Designer/Developer/Script and Dialogue by Dave Gilbert
Original Music Composed by Peter Gresser
Backgrounds by Tom Scary
Character Animations by Shane Stevens
Featuring the voice talents of:
Abe Goldfarb as Rabbi Stone
Ruth Weber as Rajshree Lauder
Joe Rodriguez as Amos Zelig
Published by Wadjet Eye Games, 2006
The Shivah is a PC game after the style of the point-and-click mystery adventure games of the 1980s and 1990s. It tells the story of Rabbi Russell Stone who leads a synagogue on New York's Lower East Side. His temple has fallen on hard times. No one shows up to hear his services, save for a sleepy old lady. His email inbox is filled with angry and disappointed messages from former members of his congregation who have been alienated by his harsh, cynical sermons. The bills are piling up, and he expects to be evicted from the property any day now. That's when the homicide detective shows up to tell him that his old friend Jack Lauder has been murdered. The Rabbi is a suspect because Lauder has left Stone a sizable fortune. Of course, the detective has no hard evidence, and so Rabbi Stone, piloted by the player, must solve the mystery and clear his name.

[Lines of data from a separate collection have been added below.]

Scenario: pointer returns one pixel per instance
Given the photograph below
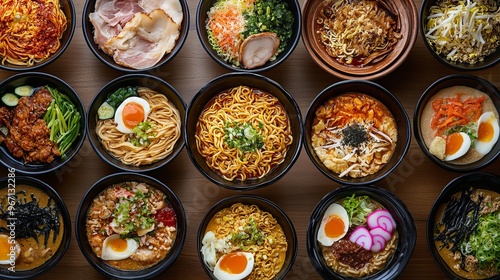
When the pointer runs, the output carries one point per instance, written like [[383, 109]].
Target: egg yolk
[[453, 143], [334, 227], [485, 132], [233, 263], [4, 248], [133, 114], [118, 244]]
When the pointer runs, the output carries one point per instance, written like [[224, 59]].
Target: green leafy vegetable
[[484, 242], [358, 208], [63, 120], [243, 136]]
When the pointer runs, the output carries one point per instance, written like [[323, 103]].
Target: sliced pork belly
[[144, 40]]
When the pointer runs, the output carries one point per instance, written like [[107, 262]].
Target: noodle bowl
[[243, 133]]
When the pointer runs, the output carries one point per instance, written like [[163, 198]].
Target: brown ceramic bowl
[[408, 22]]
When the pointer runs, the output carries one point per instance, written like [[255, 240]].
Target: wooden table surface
[[417, 181]]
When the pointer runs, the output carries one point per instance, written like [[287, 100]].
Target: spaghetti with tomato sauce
[[31, 31]]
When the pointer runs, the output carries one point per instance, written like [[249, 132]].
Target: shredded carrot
[[452, 111]]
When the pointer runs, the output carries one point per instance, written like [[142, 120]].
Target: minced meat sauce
[[350, 253]]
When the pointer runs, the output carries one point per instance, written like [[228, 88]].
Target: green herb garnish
[[141, 134], [243, 136]]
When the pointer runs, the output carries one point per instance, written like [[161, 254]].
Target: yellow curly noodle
[[270, 255], [166, 126], [357, 32], [30, 31], [243, 105]]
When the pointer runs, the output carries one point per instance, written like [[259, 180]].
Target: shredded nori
[[354, 135], [30, 219], [460, 219]]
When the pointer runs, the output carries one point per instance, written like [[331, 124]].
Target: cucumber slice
[[10, 99], [105, 111], [23, 90]]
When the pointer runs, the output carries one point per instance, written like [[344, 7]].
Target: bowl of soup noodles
[[360, 232], [246, 237], [35, 227], [130, 226], [356, 132], [462, 227], [243, 131], [456, 122], [135, 123]]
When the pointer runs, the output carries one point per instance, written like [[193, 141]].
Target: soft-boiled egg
[[487, 133], [9, 249], [131, 112], [334, 225], [234, 266], [115, 248], [457, 144]]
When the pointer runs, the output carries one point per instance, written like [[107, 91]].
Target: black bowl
[[16, 183], [265, 205], [404, 224], [143, 80], [68, 9], [228, 81], [449, 81], [381, 94], [88, 34], [98, 264], [201, 19], [488, 61], [476, 180], [37, 79]]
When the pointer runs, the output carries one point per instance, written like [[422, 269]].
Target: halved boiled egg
[[115, 248], [234, 266], [334, 225], [9, 249], [131, 112], [487, 132], [457, 144]]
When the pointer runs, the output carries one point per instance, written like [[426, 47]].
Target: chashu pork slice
[[257, 49], [144, 40]]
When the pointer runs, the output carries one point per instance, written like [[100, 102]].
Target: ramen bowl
[[255, 206], [35, 80], [226, 118], [42, 191], [335, 171], [428, 33], [288, 38], [437, 215], [149, 59], [381, 65], [68, 8], [108, 267], [115, 159], [402, 244], [422, 120]]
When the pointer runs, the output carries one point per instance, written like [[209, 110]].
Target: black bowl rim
[[53, 261], [358, 181], [99, 53], [171, 257], [443, 60], [246, 197], [445, 193], [375, 75], [268, 65], [416, 125], [77, 145], [62, 49], [403, 251], [255, 76], [115, 162]]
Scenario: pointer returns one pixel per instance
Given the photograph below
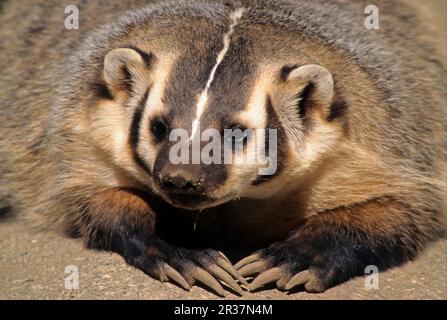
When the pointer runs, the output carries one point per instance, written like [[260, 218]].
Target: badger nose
[[181, 181]]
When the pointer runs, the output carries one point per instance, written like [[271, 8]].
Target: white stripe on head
[[203, 98]]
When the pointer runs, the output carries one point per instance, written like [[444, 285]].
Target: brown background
[[32, 262]]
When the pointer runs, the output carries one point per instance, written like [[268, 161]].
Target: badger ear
[[123, 67], [312, 88]]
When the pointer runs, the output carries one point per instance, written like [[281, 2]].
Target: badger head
[[207, 104]]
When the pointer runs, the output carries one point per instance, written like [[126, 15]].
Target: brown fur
[[370, 159]]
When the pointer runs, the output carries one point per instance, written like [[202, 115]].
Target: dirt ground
[[33, 262]]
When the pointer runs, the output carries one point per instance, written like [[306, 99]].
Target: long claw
[[177, 277], [252, 268], [300, 278], [230, 269], [268, 276], [221, 274], [246, 260], [208, 280]]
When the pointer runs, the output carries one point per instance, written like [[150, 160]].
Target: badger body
[[359, 114]]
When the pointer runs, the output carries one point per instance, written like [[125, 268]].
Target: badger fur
[[360, 118]]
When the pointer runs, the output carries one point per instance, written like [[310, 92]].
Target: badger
[[359, 117]]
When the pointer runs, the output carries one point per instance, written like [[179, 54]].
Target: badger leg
[[123, 222], [333, 246]]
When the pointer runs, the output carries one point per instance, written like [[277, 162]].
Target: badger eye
[[237, 134], [159, 129]]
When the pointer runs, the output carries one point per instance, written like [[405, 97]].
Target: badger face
[[207, 110]]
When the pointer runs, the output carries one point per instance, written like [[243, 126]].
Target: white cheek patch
[[203, 98], [154, 106]]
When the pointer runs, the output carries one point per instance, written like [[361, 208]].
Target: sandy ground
[[33, 263]]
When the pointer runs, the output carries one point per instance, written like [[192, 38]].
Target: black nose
[[181, 182]]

The Shivah orchestrates an intriguing dramatic situation around the murder investigation. Like any good murder mystery there is much more to the case than meets the eye. There are also issues tied to Rabbi Stone's sense of his own identity as a religious leader. He has sacrificed much of his own personal happiness to his profound sense of what it means to be a rabbi. The game doesn't come right out and reveal every last detail of this sacrifice, but it starts out with the broad picture, a depressed and embittered rabbi in a fading synagogue, and gradually zooms in on the specifics of Stone's past and, by implication, the nature of his personality that has led him to the particular dilemma he faces in attempting to clear his own name. The mystery isn't just, "Who murdered Jack Lauder?" It is also, "Who is Rabbi Stone?" It is this second mystery that the game as a game allows players a certain degree of freedom to solve. The choices you make determine the game's ultimate outcome. There are several endings, each one dependent on key moral and ethical choices the player makes as they pilot the Rabbi through the game.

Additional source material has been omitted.